Solid, not super, science

First — any engagement between disciplines should be based on parity and honest desire to learn


Muhammad Hamid Zaman May 14, 2019
The writer is a Howard Hughes Medical Institute professor of biomedical engineering, international health and medicine at Boston University. He tweets @mhzaman

I am a strong believer in interdisciplinary scholarship. Every year, half of my teaching responsibilities include teaching a course with colleagues from other disciplines including humanities, public health, law as well as women and gender studies. The course, aimed at second year students and meant for a broad audience, is based on providing students with an interdisciplinary perspective on a single problem. For the last couple of years, my teaching colleagues and I have been looking at HIV from the lens of public health, diagnostics and engineering, as well as racism, gender theory and literature. Other colleagues have taken a similar multi-disciplinary approach to climate change. I consider myself fortunate to have this experience — for it has not only made me a better scientist, I would like to think that it has made me a better person. My research on refugee health has gotten infinitely better by partnering with, and learning from, colleagues in humanities and social sciences.

I have long argued that scientists and engineers must work with humanists and social scientists. History, art, anthropology and numerous other disciplines have a lot to teach scientists and engineers. Issues of ethics that are front and centre in debates in medicine, big data, environment and technology need active and continued engagement of disciplines outside science and engineering. I have argued before to colleagues at universities and in pages of this newspaper that our science students must read not just their technical texts but should also engage with Ghalib, Bulleh Shah and Lal Shahbaz Qalandar.

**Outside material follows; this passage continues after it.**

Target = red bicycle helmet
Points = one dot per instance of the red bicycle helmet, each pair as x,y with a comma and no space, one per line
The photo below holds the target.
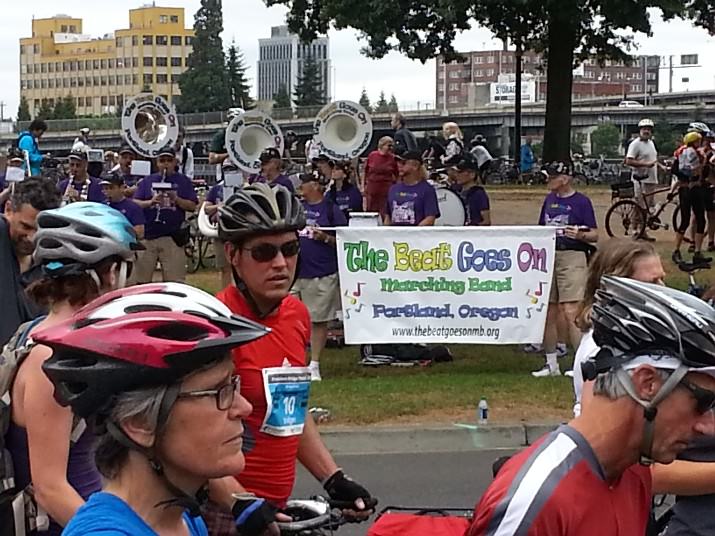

So when I saw the announcement by the Prime Minister last week about a new university focusing on science and spirituality, I was intrigued to say the least. The idea of learning from other disciplines is important, and central to our human experience. Yet, I also felt that the Prime Minister’s initiative was deficient in three important areas.

First — any engagement between disciplines should be based on parity and honest desire to learn. There can be no interdisciplinary scholarship if one discipline considers itself inherently superior to the other. In a place like Pakistan, where religious sentiment always gets the upper hand in public discourse, engagement with science is never going to be honest. In the current atmosphere where people are scared of being called heretics, no rigorous and open debate, that is at the core of education and research, can take place. That, in and of itself, will make the whole exercise dishonest.

Second — the idea of interdisciplinary scholarship should not compromise the disciplinary tools. Science, by definition is based on observation and analysis and on laws that should hold true under identical conditions. It is also based on the concept of repeatability. Spirituality is personal, subjective and bound to yield different results to different people even under the same conditions. The tools of both are fundamentally different. No one can, or should try to, make spirituality a science — that would be unfair to the scientific approach and to the methods of learning in spiritual pursuits. While engagement and discussion among those who are engaged in spiritual pursuits and those who are working in the domains of science is a good thing, any attempt to force the marriage between the two is problematic. Interdisciplinary scholarship is also bound to last, and be meaningful, when it starts organically. Top down approach is an exercise in bureaucracy, not in meaningful pursuit of knowledge.

Then, there is the issue of what exactly is a super science. Science, done with rigour and clarity, is beautiful and remarkably impactful. It does not need a booster shot of anything “super”. Nor anything else can be made super science. Given our infinite challenges in development, and the widespread issues plaguing our scientific enterprise from incompetence to plagiarism, Pakistan needs solid, not super science.

Published in The Express Tribune, May 14th, 2019.